Boxe : après la signature de la DSP la fédération de Tauhiti Nena regarde déjà vers les Jeux du Pacifique


Tahiti, le 8 avril 2026 - Depuis dix ans, la fédération Polynesian Boxing Association Tahiti (PBAT), présidé par Tauhiti Nena, n’avait plus de délégation de service public (DSP) indispensable pour représenter officiellement la discipline. L’eau a coulé sous les ponts, les gants de boxe se sont usés, mais ce mercredi 8 avril, le ministre de la Jeunesse et du Sport Kainuu Temauri ainsi que le directeur de la Direction de la jeunesse et des sports (DJS) Laurent Heinis ont enfin signé le retour tant attendu de sa DSP avec Tauhiti Nena.
 
Le président de la fédération PBTA a rappelé que le travail n’avait pas débuté aujourd'hui mais bien en 2016, lorsque la fédération avait perdu son agrément. Depuis, il a fallu reconstruire la structure, adapter les pratiques, répondre aux nouvelles normes et rester “dans les clous”. Comme l’a expliqué Tauhiti Nena en serrant le poing à la caméra en signe de victoire : “On attendait juste la DSP pour avancer.”
 
Mais avancer vers quoi ? Vers une demande d’affiliation aux fédérations internationales reconnues par le Comité olympique international, afin de ne pas compromettre la participation des boxeurs polynésiens aux Jeux du Pacifique 2027. Tauhiti Nena estime que sa fédération pourra “justement obtenir une affiliation aux fédérations correspondantes grâce à la DSP en poche”. Une demande qui peut être faite entre aujourd'hui et l'approche des Jeux du Pacifique, l'an prochain. En attribuant la délégation à sa fédération, le gouvernement a confirmé qu’il partageait cette analyse.
La Polynesian Boxing Association Tahiti est officiellement chargée du “développement et de la promotion de la boxe anglaise sur l’ensemble du territoire”, de “l’encadrement des pratiquants et de la formation des encadrants”, de “l’organisation des compétitions et de la détection des talents”, et surtout de “la représentation de la discipline au niveau local, national et international”, comme le précise la convention. La DSP a été accordée pour la période allant du 15 mai 2026 au 31 décembre 2031.
 
Désormais, tout devrait devenir officiel : “Je vais me déplacer d'ici deux à trois mois en France pour signer la convention avec le président de la fédération française”, confie celui qui est aussi président Fédération océanienne de boxe en affirmant que les démarches auprès du World Boxing (organisation sportive internationale) suivront naturellement, la reconnaissance du pays facilitant les procédures.
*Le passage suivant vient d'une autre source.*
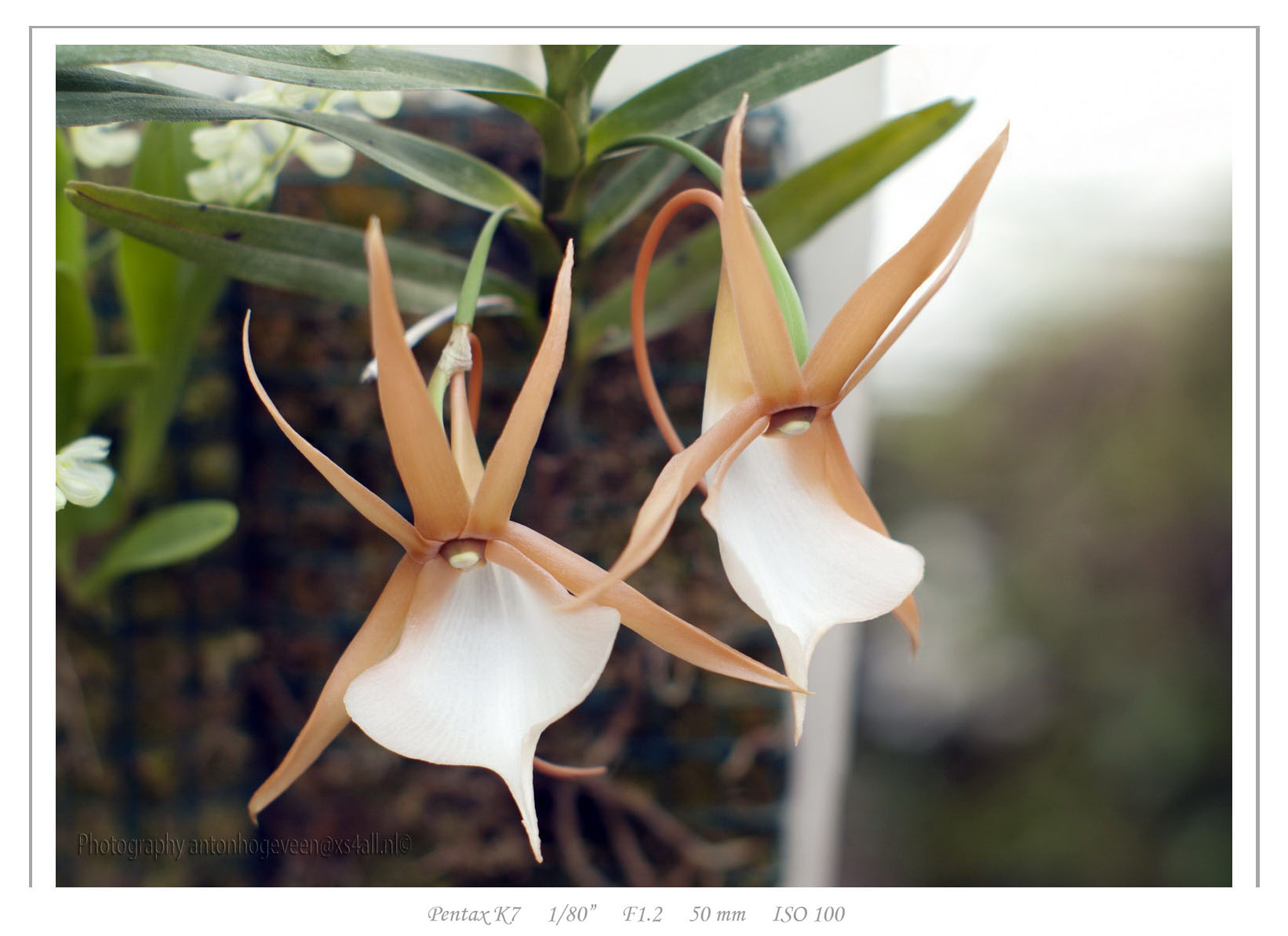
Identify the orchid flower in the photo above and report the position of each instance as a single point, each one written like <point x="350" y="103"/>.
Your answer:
<point x="800" y="541"/>
<point x="82" y="475"/>
<point x="468" y="654"/>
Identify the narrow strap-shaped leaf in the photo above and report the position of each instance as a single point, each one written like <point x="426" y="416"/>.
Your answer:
<point x="108" y="379"/>
<point x="285" y="253"/>
<point x="96" y="96"/>
<point x="164" y="537"/>
<point x="361" y="70"/>
<point x="74" y="330"/>
<point x="508" y="462"/>
<point x="68" y="225"/>
<point x="417" y="437"/>
<point x="166" y="303"/>
<point x="683" y="282"/>
<point x="710" y="90"/>
<point x="361" y="497"/>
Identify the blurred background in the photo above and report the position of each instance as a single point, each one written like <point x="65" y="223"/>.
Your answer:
<point x="1053" y="435"/>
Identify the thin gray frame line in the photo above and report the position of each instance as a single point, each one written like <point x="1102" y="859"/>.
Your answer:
<point x="31" y="447"/>
<point x="1257" y="469"/>
<point x="718" y="26"/>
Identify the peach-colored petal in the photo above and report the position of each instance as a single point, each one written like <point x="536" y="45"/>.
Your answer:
<point x="866" y="315"/>
<point x="906" y="319"/>
<point x="854" y="498"/>
<point x="680" y="475"/>
<point x="770" y="359"/>
<point x="485" y="663"/>
<point x="509" y="459"/>
<point x="351" y="490"/>
<point x="417" y="437"/>
<point x="465" y="447"/>
<point x="374" y="642"/>
<point x="656" y="625"/>
<point x="728" y="377"/>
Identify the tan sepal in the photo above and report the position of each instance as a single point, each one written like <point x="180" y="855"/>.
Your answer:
<point x="854" y="498"/>
<point x="362" y="498"/>
<point x="866" y="315"/>
<point x="652" y="622"/>
<point x="565" y="771"/>
<point x="680" y="475"/>
<point x="465" y="447"/>
<point x="424" y="460"/>
<point x="509" y="459"/>
<point x="908" y="315"/>
<point x="375" y="640"/>
<point x="770" y="359"/>
<point x="728" y="377"/>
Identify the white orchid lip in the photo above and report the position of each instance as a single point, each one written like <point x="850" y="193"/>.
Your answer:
<point x="792" y="421"/>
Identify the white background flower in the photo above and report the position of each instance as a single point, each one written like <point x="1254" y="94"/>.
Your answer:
<point x="82" y="475"/>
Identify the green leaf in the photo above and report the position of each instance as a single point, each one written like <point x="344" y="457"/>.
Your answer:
<point x="110" y="379"/>
<point x="361" y="70"/>
<point x="96" y="96"/>
<point x="286" y="253"/>
<point x="74" y="337"/>
<point x="638" y="182"/>
<point x="365" y="68"/>
<point x="164" y="537"/>
<point x="168" y="301"/>
<point x="683" y="282"/>
<point x="68" y="223"/>
<point x="562" y="64"/>
<point x="711" y="89"/>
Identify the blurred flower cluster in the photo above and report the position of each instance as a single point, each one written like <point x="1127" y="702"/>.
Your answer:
<point x="245" y="158"/>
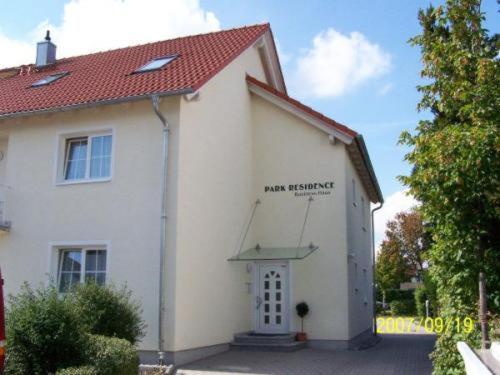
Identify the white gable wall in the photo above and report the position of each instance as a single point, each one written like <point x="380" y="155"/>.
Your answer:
<point x="124" y="212"/>
<point x="215" y="197"/>
<point x="360" y="251"/>
<point x="287" y="150"/>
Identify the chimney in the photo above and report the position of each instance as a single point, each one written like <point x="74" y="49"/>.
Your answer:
<point x="45" y="52"/>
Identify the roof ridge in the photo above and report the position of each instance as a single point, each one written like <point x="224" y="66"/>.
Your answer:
<point x="304" y="107"/>
<point x="145" y="44"/>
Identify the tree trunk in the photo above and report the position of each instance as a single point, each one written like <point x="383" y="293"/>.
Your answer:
<point x="483" y="312"/>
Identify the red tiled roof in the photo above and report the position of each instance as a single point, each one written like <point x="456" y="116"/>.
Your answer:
<point x="106" y="76"/>
<point x="303" y="107"/>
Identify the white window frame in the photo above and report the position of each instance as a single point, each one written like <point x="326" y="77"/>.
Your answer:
<point x="55" y="249"/>
<point x="62" y="153"/>
<point x="83" y="271"/>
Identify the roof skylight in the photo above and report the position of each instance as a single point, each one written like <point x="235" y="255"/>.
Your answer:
<point x="49" y="79"/>
<point x="155" y="64"/>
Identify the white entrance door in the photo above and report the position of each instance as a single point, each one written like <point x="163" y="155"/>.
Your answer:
<point x="271" y="302"/>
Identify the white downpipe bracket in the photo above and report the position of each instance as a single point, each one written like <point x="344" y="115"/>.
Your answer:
<point x="163" y="219"/>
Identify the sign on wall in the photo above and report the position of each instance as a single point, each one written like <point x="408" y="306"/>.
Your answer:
<point x="302" y="189"/>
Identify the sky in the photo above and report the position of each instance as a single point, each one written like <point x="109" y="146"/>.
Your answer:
<point x="347" y="59"/>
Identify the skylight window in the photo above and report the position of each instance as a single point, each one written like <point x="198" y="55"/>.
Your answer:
<point x="49" y="79"/>
<point x="155" y="64"/>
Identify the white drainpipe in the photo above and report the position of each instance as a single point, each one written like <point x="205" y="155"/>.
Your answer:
<point x="373" y="270"/>
<point x="155" y="101"/>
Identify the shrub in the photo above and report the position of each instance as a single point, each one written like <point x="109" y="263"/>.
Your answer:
<point x="402" y="307"/>
<point x="43" y="332"/>
<point x="111" y="356"/>
<point x="109" y="312"/>
<point x="83" y="370"/>
<point x="420" y="298"/>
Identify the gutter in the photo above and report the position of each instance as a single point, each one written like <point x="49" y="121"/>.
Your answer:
<point x="155" y="99"/>
<point x="366" y="158"/>
<point x="96" y="103"/>
<point x="374" y="279"/>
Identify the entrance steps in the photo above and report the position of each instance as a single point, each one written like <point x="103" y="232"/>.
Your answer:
<point x="266" y="342"/>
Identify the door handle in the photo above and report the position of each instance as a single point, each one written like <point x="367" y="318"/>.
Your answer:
<point x="258" y="302"/>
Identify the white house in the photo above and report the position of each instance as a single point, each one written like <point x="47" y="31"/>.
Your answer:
<point x="184" y="169"/>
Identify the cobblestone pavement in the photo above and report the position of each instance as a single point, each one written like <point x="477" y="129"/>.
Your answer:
<point x="394" y="354"/>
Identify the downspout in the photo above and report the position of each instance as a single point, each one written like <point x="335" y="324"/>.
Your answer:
<point x="374" y="281"/>
<point x="155" y="101"/>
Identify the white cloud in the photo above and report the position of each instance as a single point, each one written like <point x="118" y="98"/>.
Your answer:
<point x="394" y="203"/>
<point x="97" y="25"/>
<point x="385" y="89"/>
<point x="337" y="63"/>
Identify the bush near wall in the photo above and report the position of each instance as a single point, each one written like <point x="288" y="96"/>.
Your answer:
<point x="402" y="307"/>
<point x="43" y="332"/>
<point x="47" y="333"/>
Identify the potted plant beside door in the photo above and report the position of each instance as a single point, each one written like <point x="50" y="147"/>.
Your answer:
<point x="302" y="310"/>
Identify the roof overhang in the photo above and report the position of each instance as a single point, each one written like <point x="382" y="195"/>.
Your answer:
<point x="95" y="104"/>
<point x="294" y="110"/>
<point x="270" y="60"/>
<point x="354" y="142"/>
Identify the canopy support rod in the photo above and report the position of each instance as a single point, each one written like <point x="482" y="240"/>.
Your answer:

​Un appel à rejoindre la fédé


Pour rappel : la validation du dossier de la PBAT de Tauhiti Nena s'est fait par cinq agents qui avait à traiter les deux dossiers des deux fédérations de boxe polynésiennes : la PBAT ainsi que la Fédération de boxe de Polynésie française (FBPF), présidée par Ismaël Tahiata. Interrogé sur les raisons du rejet du dossier concurrent, le ministère a indiqué que le principal point de non-conformité portait sur les statuts, qui faisaient explicitement référence au code du sport français, un cadre réglementaire qui ne correspond pas à la législation polynésienne. Le ministre de la Jeunesse et des sports, Kainuu Temauri, a rappelé que “à partir du moment où les statuts ne sont pas conformes, on ne peut même pas étudier le dossier”. Malgré plusieurs demandes de correction et un accompagnement identique à celui accordé aux autres fédérations, les ajustements nécessaires n’ont jamais été fournis, rendant le dossier définitivement irrecevable.
 
Concernant l’avenir de la fédération recalée, le ministère a été clair : elle ne pourra plus utiliser une appellation contenant les mots “Tahiti” ou “Polynésie”, ces termes étant strictement réservés à la fédération délégataire, comme le prévoit la réglementation. Le gouvernement appelle d’ailleurs l’ensemble des clubs et licenciés à rejoindre la fédération reconnue, estimant qu’une unité du mouvement sportif est indispensable pour protéger les athlètes et structurer durablement la discipline. “La division n’est pas à l’avantage du sportif”, a insisté le ministre, affirmant que la Polynesian Boxing Association Tahiti est désormais l’unique interlocutrice officielle pour le développement de la boxe au nom de la collectivité.
 
Selon Tauhiti Nena, “la majorité des clubs du Fenua avaient manifesté depuis deux ou trois ans leur volonté de réintégrer la fédération reconnue, et près d’une quinzaine l’ont déjà rejointe récemment”, seuls quelques clubs restant encore en marge, souvent des structures sans réelle activité sportive. Le président voit dans ce rassemblement progressif un moyen d’assurer une représentativité solide au niveau local et de préparer au mieux les échéances internationales. Pour lui, l’unité autour de la fédération délégataire est essentielle pour développer la discipline et présenter les meilleurs boxeurs sous les couleurs du pays.

​“On devrait avoir 100 % des médailles d’or”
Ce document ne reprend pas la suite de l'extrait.